Stress and the Months of Darkness

I don’t know where to begin, as it’s been…too long. So, like any good writer, I’ll start in the middle. I’ve been struggling to put words to paper (screen) for over two months, because I’ve been unwilling to let go of the altruistic, but ultimately fake ideal that this blog isn’t for me or about me, and since I had nothing really uplifting to say, I said nothing. And it’s in that quiet, tension-filled djinn I’ve languished the past couple months. So, I’m sorry reader, this blog is not about you, but I sincerely hope you enjoy the ride. Otherwise, please feel free to stop reading here. Don’t worry, my feelings won’t be hurt in the least.

So I’m not sure why it always goes downhill
Why broken cisterns never could stay filled
I’ve spent ten years singing gravity away
But the water keeps on falling from the sky.
“The Cure for Pain” — Jon Foreman

Ten years and seven months ago, the sky fell, and my family crumbled beneath its weight. That was the day my parents told us kids my dad had decided to move out. And within ten months of starting dating, Amy and I will also be married, and I will be again putting myself (willingly, this time) in the position where someone as close as can be to me has the chance to reduce me to, well, absolute rubble. As you can imagine, it’s not something I endeavor without a Mt. Everest amount of forethought.

Am I really afraid of getting divorced?
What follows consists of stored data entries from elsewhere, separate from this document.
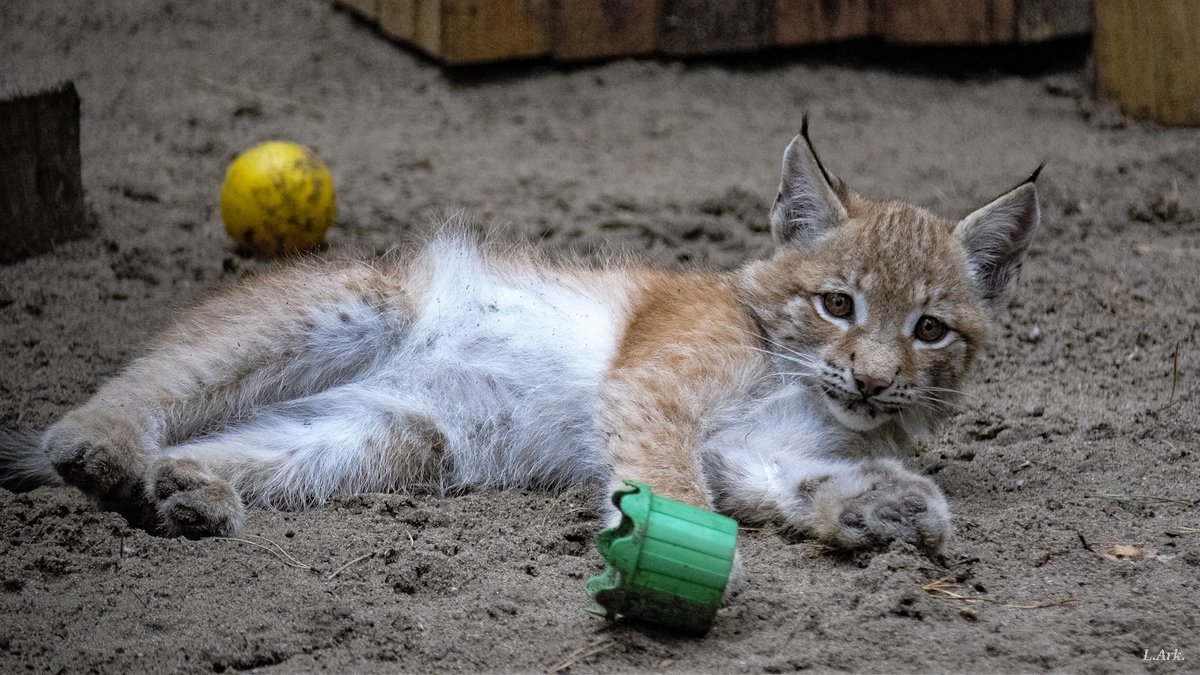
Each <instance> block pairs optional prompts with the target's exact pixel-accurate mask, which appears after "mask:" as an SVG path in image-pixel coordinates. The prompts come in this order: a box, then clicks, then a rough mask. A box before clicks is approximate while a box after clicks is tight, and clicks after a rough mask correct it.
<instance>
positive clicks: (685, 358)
mask: <svg viewBox="0 0 1200 675" xmlns="http://www.w3.org/2000/svg"><path fill="white" fill-rule="evenodd" d="M1034 178H1036V174H1034V177H1031V178H1030V179H1028V180H1027V181H1025V183H1022V184H1021V185H1019V186H1018V187H1015V189H1014V190H1012V191H1010V192H1008V193H1006V195H1003V196H1001V197H1000V198H997V199H996V201H994V202H991V203H990V204H988V205H985V207H983V208H982V209H979V210H977V211H974V213H973V214H971V215H968V216H967V217H965V219H964V220H961V221H959V222H952V221H948V220H943V219H941V217H938V216H935V215H932V214H930V213H928V211H925V210H923V209H919V208H917V207H912V205H908V204H904V203H895V202H871V201H868V199H865V198H863V197H860V196H859V195H857V193H856V192H853V191H852V190H850V189H848V187H847V186H846V185H845V184H844V183H842V181H840V180H838V179H836V178H834V177H833V175H830V174H829V173H828V172H827V171H826V169H824V168H823V166H822V165H821V162H820V161H818V160H817V157H816V155H815V154H814V150H812V147H811V143H810V142H809V138H808V132H806V125H805V130H804V131H802V133H800V136H797V137H796V138H794V139H793V141H792V143H791V144H790V145H788V147H787V150H786V153H785V155H784V171H782V183H781V185H780V190H779V196H778V197H776V199H775V203H774V207H773V208H772V211H770V222H772V228H773V234H774V239H775V243H776V249H775V252H774V255H773V256H770V257H769V258H768V259H763V261H756V262H751V263H748V264H746V265H744V267H743V268H740V269H738V270H736V271H732V273H724V274H722V273H708V271H690V273H668V271H660V270H654V269H642V268H612V267H610V268H605V267H600V268H589V267H582V265H565V264H552V263H546V262H540V261H538V259H536V258H534V257H532V256H530V255H515V253H487V252H485V251H484V250H481V247H480V246H479V245H476V244H474V243H472V240H470V239H469V238H468V237H464V235H461V234H448V235H442V237H438V238H436V239H434V240H433V241H432V243H430V244H428V245H427V246H426V247H425V249H424V251H422V252H421V253H420V255H418V256H415V257H413V258H412V259H408V261H404V262H402V263H376V264H366V263H362V264H332V265H328V267H314V265H312V264H310V265H301V267H296V268H293V269H289V270H287V271H281V273H277V274H274V275H269V276H266V277H264V279H257V280H254V281H252V282H250V283H248V285H246V286H244V287H241V288H238V289H235V291H233V292H230V293H227V294H224V295H222V297H218V298H216V299H214V300H211V301H209V303H206V304H204V305H202V306H200V307H198V309H196V310H194V311H191V312H190V313H186V315H185V316H182V317H181V318H180V319H179V322H178V323H176V324H175V325H174V328H172V329H169V330H168V331H167V333H166V334H164V335H163V336H161V337H160V339H158V341H157V342H156V344H155V345H154V347H152V348H151V350H150V351H149V353H148V354H146V356H144V357H143V358H140V359H138V360H136V362H133V363H132V364H131V365H130V366H128V368H127V369H126V370H125V372H124V374H121V375H120V376H119V377H116V378H114V380H112V381H110V382H108V383H107V384H104V386H103V387H102V388H101V389H100V392H98V393H97V394H96V395H95V396H92V398H91V400H89V401H88V402H86V404H84V405H83V406H80V407H79V408H77V410H74V411H72V412H70V413H68V414H66V416H65V417H64V418H62V419H61V420H60V422H58V423H56V424H54V425H53V426H52V428H50V429H49V430H47V431H46V434H44V436H43V437H42V440H41V443H40V446H38V447H36V448H34V447H26V448H25V449H22V448H17V447H14V446H13V443H12V442H10V443H8V446H10V447H8V448H6V449H5V452H4V453H0V454H2V455H4V456H5V461H4V464H5V465H6V468H5V470H4V471H5V472H6V473H7V478H6V479H5V482H6V483H7V484H8V485H16V484H19V483H25V484H29V483H31V482H37V480H42V482H50V480H58V477H61V479H62V480H65V482H66V483H68V484H71V485H76V486H78V488H80V489H82V490H84V491H85V492H88V494H89V495H92V496H95V497H97V498H98V500H100V501H101V502H103V503H106V504H109V506H112V507H115V508H120V509H121V510H125V512H126V513H134V514H136V513H139V512H140V513H144V514H148V515H149V516H150V518H152V519H154V521H156V524H157V526H158V527H161V528H162V530H164V531H166V532H169V533H179V534H185V536H190V537H202V536H209V534H228V533H230V532H234V531H236V530H238V528H239V527H240V526H241V524H242V519H244V515H245V508H246V506H247V504H258V506H264V507H280V508H300V507H307V506H312V504H319V503H322V502H323V501H325V500H326V498H328V497H330V496H331V495H344V494H353V492H362V491H386V490H401V489H404V488H406V486H412V485H415V484H427V485H433V486H436V488H439V489H448V490H454V489H458V488H467V486H480V485H490V486H498V488H510V486H526V485H538V486H551V488H553V486H560V485H565V484H570V483H577V482H582V480H589V479H601V480H612V482H614V480H617V479H622V478H635V479H638V480H643V482H647V483H649V484H650V485H652V486H653V488H654V489H655V490H656V491H659V492H661V494H665V495H667V496H670V497H673V498H677V500H680V501H684V502H689V503H691V504H696V506H700V507H707V508H715V509H719V510H721V512H725V513H727V514H730V515H733V516H734V518H737V519H739V520H742V521H743V522H755V521H766V520H779V521H782V522H784V524H786V525H788V526H791V527H793V528H796V530H798V531H802V532H805V533H808V534H810V536H812V537H816V538H820V539H821V540H823V542H826V543H828V544H830V545H834V546H841V548H863V546H872V545H877V544H881V543H884V542H888V540H893V539H900V540H905V542H911V543H913V544H917V545H919V546H923V548H925V549H926V550H931V551H936V550H938V549H940V548H941V546H942V544H943V543H944V542H946V539H947V537H948V534H949V533H950V519H949V510H948V507H947V503H946V500H944V497H943V496H942V494H941V492H940V491H938V489H937V486H935V485H934V483H932V482H931V480H930V479H929V478H925V477H923V476H920V474H917V473H914V472H912V471H911V470H908V468H906V467H905V466H904V464H901V460H900V459H899V458H900V455H901V454H902V453H904V450H905V449H906V448H907V447H908V446H910V444H911V443H912V441H913V440H914V438H917V437H919V436H920V435H922V434H924V432H926V431H928V430H929V429H930V428H931V426H932V425H934V423H936V422H937V420H938V418H940V417H942V416H943V413H944V412H946V410H947V406H948V405H949V402H950V401H952V399H953V398H954V395H955V394H956V393H958V389H959V388H960V387H961V382H962V378H964V377H965V376H966V374H967V371H968V370H970V368H971V364H972V362H973V360H974V358H976V354H977V352H978V350H979V347H980V345H983V342H984V334H985V330H986V327H988V313H989V310H991V309H992V307H991V305H994V304H995V300H996V298H997V297H1000V295H1001V293H1002V292H1003V291H1004V289H1006V288H1008V287H1009V286H1012V285H1013V282H1014V281H1015V280H1016V277H1018V273H1019V270H1020V264H1021V258H1022V256H1024V253H1025V251H1026V249H1027V247H1028V245H1030V240H1031V238H1032V235H1033V232H1034V231H1036V229H1037V226H1038V220H1039V213H1038V199H1037V191H1036V189H1034V185H1033V179H1034ZM30 446H32V443H31V444H30ZM52 467H53V468H52ZM610 515H612V514H610Z"/></svg>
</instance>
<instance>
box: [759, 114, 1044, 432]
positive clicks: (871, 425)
mask: <svg viewBox="0 0 1200 675" xmlns="http://www.w3.org/2000/svg"><path fill="white" fill-rule="evenodd" d="M1037 222H1038V205H1037V193H1036V191H1034V189H1033V185H1032V183H1028V181H1027V183H1025V184H1022V185H1020V186H1018V187H1016V189H1014V190H1013V191H1010V192H1009V193H1007V195H1004V196H1002V197H1001V198H1000V199H996V201H995V202H992V203H991V204H989V205H986V207H984V208H983V209H979V210H978V211H976V213H973V214H971V215H970V216H967V217H966V219H964V220H962V221H960V222H954V221H949V220H946V219H942V217H938V216H936V215H934V214H931V213H929V211H925V210H923V209H919V208H917V207H913V205H910V204H904V203H896V202H890V203H880V202H871V201H868V199H864V198H863V197H860V196H858V195H857V193H854V192H852V191H851V190H848V189H847V187H845V185H844V184H841V183H840V181H838V180H836V179H834V178H833V177H830V175H829V174H828V173H827V172H824V169H823V167H822V166H821V163H820V161H818V160H817V159H816V155H815V154H814V153H812V150H811V147H810V145H809V143H808V139H806V136H804V137H798V138H797V141H793V143H792V145H791V147H788V150H787V154H786V156H785V160H784V181H782V185H781V187H780V196H779V198H778V199H776V202H775V207H774V209H773V211H772V225H773V228H774V229H773V231H774V234H775V238H776V241H778V243H779V247H778V249H776V252H775V255H774V256H773V257H772V258H770V259H768V261H764V262H761V263H757V264H754V265H750V267H749V268H746V270H745V273H744V275H743V279H742V283H743V288H742V292H743V295H744V298H745V300H746V303H748V304H749V305H750V306H751V309H752V310H754V311H755V313H756V315H757V317H758V321H760V323H761V325H762V328H763V330H764V333H766V334H767V337H768V340H769V342H770V348H772V350H773V351H774V352H775V356H776V357H778V360H779V362H780V363H781V365H782V366H784V368H782V370H784V371H785V372H786V374H787V375H788V376H791V377H794V378H798V380H799V381H800V382H802V383H803V384H805V386H806V387H809V388H811V389H812V390H814V392H815V393H816V394H817V395H818V396H820V398H821V399H822V400H823V401H824V402H826V405H827V406H828V410H829V412H830V413H832V414H833V417H834V418H835V419H836V420H838V422H839V423H841V424H842V425H844V426H846V428H848V429H852V430H856V431H869V430H871V429H876V428H878V426H880V425H882V424H884V423H886V422H888V420H890V419H898V418H899V419H900V420H901V423H902V424H904V425H905V426H906V428H924V426H928V425H929V424H930V423H931V422H932V419H934V418H935V417H937V414H940V413H942V412H944V410H946V408H947V407H948V406H949V405H950V404H952V401H953V399H954V398H955V394H958V392H959V389H960V388H961V382H962V378H964V376H965V375H966V374H967V371H968V369H970V366H971V364H972V362H973V359H974V357H976V353H977V351H978V347H979V345H980V344H982V342H983V340H984V337H985V335H986V329H988V315H989V309H990V307H989V304H990V303H991V301H992V300H995V299H996V298H997V297H998V295H1001V293H1002V292H1003V291H1004V288H1006V287H1007V286H1009V285H1012V283H1013V282H1014V281H1015V279H1016V276H1018V271H1019V269H1020V261H1021V257H1022V255H1024V252H1025V250H1026V249H1027V246H1028V243H1030V239H1031V237H1032V233H1033V229H1034V228H1036V227H1037Z"/></svg>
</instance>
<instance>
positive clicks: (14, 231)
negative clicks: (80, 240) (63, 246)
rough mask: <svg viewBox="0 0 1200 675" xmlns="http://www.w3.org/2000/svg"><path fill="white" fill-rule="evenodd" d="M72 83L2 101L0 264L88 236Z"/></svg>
mask: <svg viewBox="0 0 1200 675" xmlns="http://www.w3.org/2000/svg"><path fill="white" fill-rule="evenodd" d="M79 167H80V157H79V94H78V92H76V88H74V84H71V83H67V84H65V85H61V86H59V88H56V89H52V90H48V91H43V92H38V94H32V95H28V96H13V97H11V98H5V100H0V241H4V246H0V262H2V263H8V262H13V261H18V259H22V258H25V257H28V256H31V255H34V253H41V252H44V251H48V250H50V249H52V247H53V246H54V244H56V243H59V241H65V240H67V239H72V238H76V237H79V235H82V234H85V233H86V232H88V231H89V229H90V226H89V222H88V217H86V213H85V207H84V201H83V178H82V175H80V171H79Z"/></svg>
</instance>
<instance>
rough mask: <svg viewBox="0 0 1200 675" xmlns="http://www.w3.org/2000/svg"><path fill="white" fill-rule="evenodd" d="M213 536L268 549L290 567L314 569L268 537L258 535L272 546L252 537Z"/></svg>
mask: <svg viewBox="0 0 1200 675" xmlns="http://www.w3.org/2000/svg"><path fill="white" fill-rule="evenodd" d="M256 536H257V534H256ZM212 538H214V539H220V540H222V542H238V543H240V544H247V545H251V546H254V548H256V549H263V550H264V551H266V552H269V554H271V555H274V556H275V557H277V558H278V560H280V562H282V563H283V565H287V566H288V567H295V568H298V569H312V566H311V565H308V563H305V562H300V561H299V560H296V558H295V557H293V556H292V554H289V552H288V551H286V550H283V548H282V546H280V545H278V544H276V543H275V542H272V540H270V539H268V538H266V537H258V538H259V539H263V540H264V542H266V543H268V544H270V546H268V545H266V544H260V543H258V542H251V540H250V539H241V538H238V537H212ZM272 546H274V548H272Z"/></svg>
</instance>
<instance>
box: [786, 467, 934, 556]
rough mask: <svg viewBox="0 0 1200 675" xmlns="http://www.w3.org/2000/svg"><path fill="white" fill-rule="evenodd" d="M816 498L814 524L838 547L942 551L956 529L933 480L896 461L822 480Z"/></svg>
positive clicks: (821, 534) (816, 529)
mask: <svg viewBox="0 0 1200 675" xmlns="http://www.w3.org/2000/svg"><path fill="white" fill-rule="evenodd" d="M847 483H850V484H847ZM812 503H814V518H812V520H814V522H812V524H811V526H810V527H809V528H810V530H811V531H812V533H814V534H816V536H817V537H818V538H820V539H822V540H824V542H826V543H828V544H830V545H833V546H835V548H839V549H851V550H853V549H870V548H878V546H883V545H887V544H888V543H890V542H906V543H910V544H913V545H914V546H918V548H919V549H922V550H924V551H926V552H929V554H938V552H941V550H942V546H944V545H946V542H947V539H949V536H950V532H952V526H950V514H949V507H948V506H947V503H946V497H943V496H942V494H941V491H940V490H938V489H937V486H936V485H935V484H934V482H932V480H930V479H929V478H925V477H923V476H917V474H916V473H912V472H910V471H908V470H906V468H904V467H902V466H901V465H900V464H899V462H894V461H880V462H875V464H874V465H869V466H868V467H866V471H865V472H864V473H863V476H862V477H859V478H858V479H856V480H853V482H834V480H830V482H827V483H823V484H822V489H821V490H818V491H817V494H816V495H814V500H812Z"/></svg>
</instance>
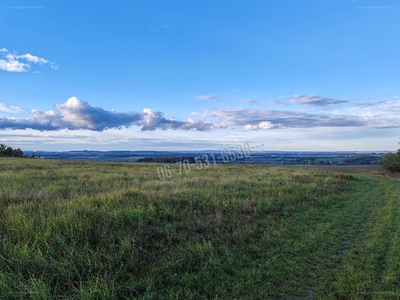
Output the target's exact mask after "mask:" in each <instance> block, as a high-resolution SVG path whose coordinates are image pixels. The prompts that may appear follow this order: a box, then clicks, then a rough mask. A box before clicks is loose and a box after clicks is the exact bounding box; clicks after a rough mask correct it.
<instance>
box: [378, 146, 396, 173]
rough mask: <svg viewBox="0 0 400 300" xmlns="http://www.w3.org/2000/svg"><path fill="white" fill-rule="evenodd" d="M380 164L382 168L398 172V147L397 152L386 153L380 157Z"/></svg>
mask: <svg viewBox="0 0 400 300" xmlns="http://www.w3.org/2000/svg"><path fill="white" fill-rule="evenodd" d="M382 166H383V169H384V170H387V171H391V172H400V149H399V150H398V151H397V153H388V154H386V155H384V156H383V157H382Z"/></svg>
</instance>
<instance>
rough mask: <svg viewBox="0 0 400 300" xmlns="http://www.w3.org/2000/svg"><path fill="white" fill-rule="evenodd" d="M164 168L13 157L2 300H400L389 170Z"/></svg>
mask: <svg viewBox="0 0 400 300" xmlns="http://www.w3.org/2000/svg"><path fill="white" fill-rule="evenodd" d="M163 165H165V164H163ZM159 166H160V165H156V164H150V163H147V164H129V163H97V162H70V161H56V160H36V159H3V158H1V159H0V218H1V220H2V222H0V299H398V298H400V251H399V249H400V248H399V247H400V218H399V215H400V185H399V182H398V180H395V179H388V178H383V177H382V176H375V175H371V174H368V172H369V171H371V172H376V171H379V170H378V169H377V167H376V166H360V168H361V169H362V170H366V172H364V171H363V172H361V173H358V171H360V170H358V169H357V168H358V167H355V166H349V167H347V166H344V167H339V168H340V169H336V168H337V167H333V166H327V167H323V168H324V170H321V169H320V168H321V167H319V166H318V167H306V168H304V167H277V166H267V165H217V166H210V167H208V168H205V167H204V168H203V169H202V170H198V169H197V168H195V167H193V168H192V169H191V171H190V172H188V173H186V172H183V173H182V174H179V173H178V172H172V173H171V177H172V178H170V179H165V180H160V179H159V174H158V173H157V168H158V167H159ZM371 168H372V169H371ZM332 170H335V172H326V171H332ZM338 171H339V172H338ZM348 171H351V172H356V171H357V173H353V174H349V173H348Z"/></svg>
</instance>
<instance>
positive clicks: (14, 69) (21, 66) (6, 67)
mask: <svg viewBox="0 0 400 300" xmlns="http://www.w3.org/2000/svg"><path fill="white" fill-rule="evenodd" d="M30 67H31V66H30V65H29V64H25V63H23V62H19V61H16V60H4V59H0V70H3V71H7V72H28V71H29V69H30Z"/></svg>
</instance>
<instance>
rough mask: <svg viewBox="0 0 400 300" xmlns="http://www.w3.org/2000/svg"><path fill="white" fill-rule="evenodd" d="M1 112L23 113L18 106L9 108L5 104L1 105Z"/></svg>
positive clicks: (0, 109) (8, 107)
mask: <svg viewBox="0 0 400 300" xmlns="http://www.w3.org/2000/svg"><path fill="white" fill-rule="evenodd" d="M0 50H1V49H0ZM0 112H5V113H10V114H18V113H21V112H22V109H21V108H20V107H18V106H7V105H5V104H4V103H0Z"/></svg>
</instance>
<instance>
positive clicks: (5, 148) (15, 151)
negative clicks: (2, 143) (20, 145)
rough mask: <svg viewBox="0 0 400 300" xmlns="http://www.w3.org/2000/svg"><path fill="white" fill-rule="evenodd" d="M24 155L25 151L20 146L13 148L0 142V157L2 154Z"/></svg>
mask: <svg viewBox="0 0 400 300" xmlns="http://www.w3.org/2000/svg"><path fill="white" fill-rule="evenodd" d="M23 155H24V152H22V150H21V149H19V148H16V149H13V148H11V147H8V146H6V145H4V144H0V157H1V156H10V157H22V156H23Z"/></svg>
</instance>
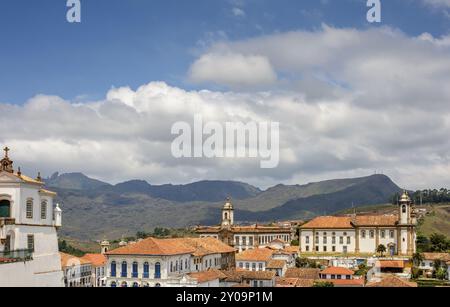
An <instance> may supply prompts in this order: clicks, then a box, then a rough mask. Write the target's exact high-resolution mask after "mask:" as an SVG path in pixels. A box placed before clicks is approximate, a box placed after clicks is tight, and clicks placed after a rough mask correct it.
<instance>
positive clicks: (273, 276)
mask: <svg viewBox="0 0 450 307" xmlns="http://www.w3.org/2000/svg"><path fill="white" fill-rule="evenodd" d="M240 274H241V275H242V279H244V280H272V279H274V278H275V275H276V273H275V272H271V271H241V272H240Z"/></svg>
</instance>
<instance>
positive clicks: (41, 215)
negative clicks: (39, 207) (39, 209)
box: [41, 200, 47, 220]
mask: <svg viewBox="0 0 450 307" xmlns="http://www.w3.org/2000/svg"><path fill="white" fill-rule="evenodd" d="M46 218H47V201H45V200H44V201H43V202H42V203H41V219H42V220H45V219H46Z"/></svg>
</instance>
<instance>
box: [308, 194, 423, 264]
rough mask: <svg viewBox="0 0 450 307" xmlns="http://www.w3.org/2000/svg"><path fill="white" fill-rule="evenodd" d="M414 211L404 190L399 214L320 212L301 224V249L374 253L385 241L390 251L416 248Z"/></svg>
mask: <svg viewBox="0 0 450 307" xmlns="http://www.w3.org/2000/svg"><path fill="white" fill-rule="evenodd" d="M416 224H417V218H416V212H415V208H414V206H413V203H412V200H411V198H410V197H409V195H408V193H407V192H404V193H403V195H402V196H401V198H400V200H399V202H398V214H394V215H375V216H368V215H356V214H354V215H352V216H321V217H317V218H315V219H313V220H312V221H310V222H308V223H306V224H304V225H303V226H301V227H300V252H302V253H312V254H325V255H327V254H328V255H329V254H360V253H368V254H375V253H376V251H377V248H378V247H379V246H380V245H384V246H385V247H386V249H387V252H388V254H389V255H391V256H394V255H401V256H411V255H413V254H414V253H415V251H416Z"/></svg>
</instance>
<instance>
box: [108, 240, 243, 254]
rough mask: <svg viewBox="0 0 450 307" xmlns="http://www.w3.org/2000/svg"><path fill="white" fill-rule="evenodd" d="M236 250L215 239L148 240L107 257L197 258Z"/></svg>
mask: <svg viewBox="0 0 450 307" xmlns="http://www.w3.org/2000/svg"><path fill="white" fill-rule="evenodd" d="M233 252H235V250H234V249H233V248H232V247H230V246H228V245H226V244H225V243H223V242H221V241H219V240H217V239H214V238H177V239H156V238H147V239H145V240H142V241H140V242H137V243H134V244H130V245H127V246H124V247H121V248H118V249H115V250H112V251H109V252H108V253H106V254H107V255H155V256H165V255H182V254H192V255H194V256H197V257H201V256H205V255H211V254H224V253H233Z"/></svg>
No. I just understand that marriage is more than love, more than a promise. We fall in and out of love weekly, it seems. We break promises nearly daily. Marriage is neither of these things; we’re entering into an Old-Testament magnitude covenant. And I’m confident we’re both committed to that. But as a child of divorce, I’ve seen “the perfect family” crumble before my eyes once already.

Now that you’re depressed, let’s talk about the whirlwind of a sub-six-month engagement. It’s been an absolute blur. I’m more grateful day by day for who my future wife is. Why? Simply put: she makes the inevitably overwhelming more than bearable. But, in step with shedding self-deception, it’s still overwhelming this planning a wedding ourselves. Mind you, we have some amazing help, but I feel the stress of what we’re trying to do.

Speaking of weddings, I can safely say that after this Fall, I do not want to hear the word through the end of the year. That’s what happens when you decide to get married independently of both your parents getting remarried. Insert your own four-letter word here. That, in and of itself, is it’s own kind of weighty reconciliation. I suppose I’m telling you this to say that I don’t know to make heads or tails of much at this particular moment.

That doesn’t begin to summarize the past couple months, but frankly I’m done talking about the past for now. Today, I feel heavy. That’s a blatant understatement. I feel like a lead balloon filled with molasses, cooled to perfect zero. It seems like life’s cares and worries from the past couple months, specifically, but maybe the past ten-plus years, have all of a sudden caught up with me and I find they are like the oak tree out in front of my brother’s new house: massive, deep, sprawling, an unending network of little oak trees, together adding up to a network multiples greater than the branches and trunk above ground; immovable. And it is that feeling that brings me here.

I’m sure you know plenty of the feeling of heaviness. It’s something we all deal with on a daily basis. It’s not new to anyone, but for some reason this particular heaviness is just an exemplary kind of massive. But that’s what happens when you drop your head like a football running back and just charge life for months on end. You don’t have time to shed the tacklers of stress and burden; you just pile on life as it comes and decide you’ll deal with it all later. Well, today is later. Can you relate?

The allure of “powering through” is that you don’t have to deal with the stress or the pain, but that’s also the lie. Of course you deal with life, you can’t help but to take it all in day after day. Each day, you’ll suffer anew until you try and dig out yourself. Thankfully, it hasn’t been that long in my case, but it’s still quite daunting. How long’s it been for you? Forebodingly, the first part of digging out is reconciling with the stress, strain, the bitter pain. And that’s where I find myself today, ever on the brink of tears. But it’ll be a process defined by deserts, tears, solitude, and perseverance. Moreover, it’ll be a pain marred inextricably by an ever-expanding vantage of grace.

What I continue to forget is that pushing through really only happens when we are willing to be brave and face the desperate dark unknown of within. True strength is forged of breaking down the false buttresses of falsehood and using that kindle a community full solitaries. Huh? I mean that to be able to contribute to the world around us, for me to give to my future wife, it’s imperative to conduct some honest and earnest housekeeping of the temple within. So, what’s stopping you, friend?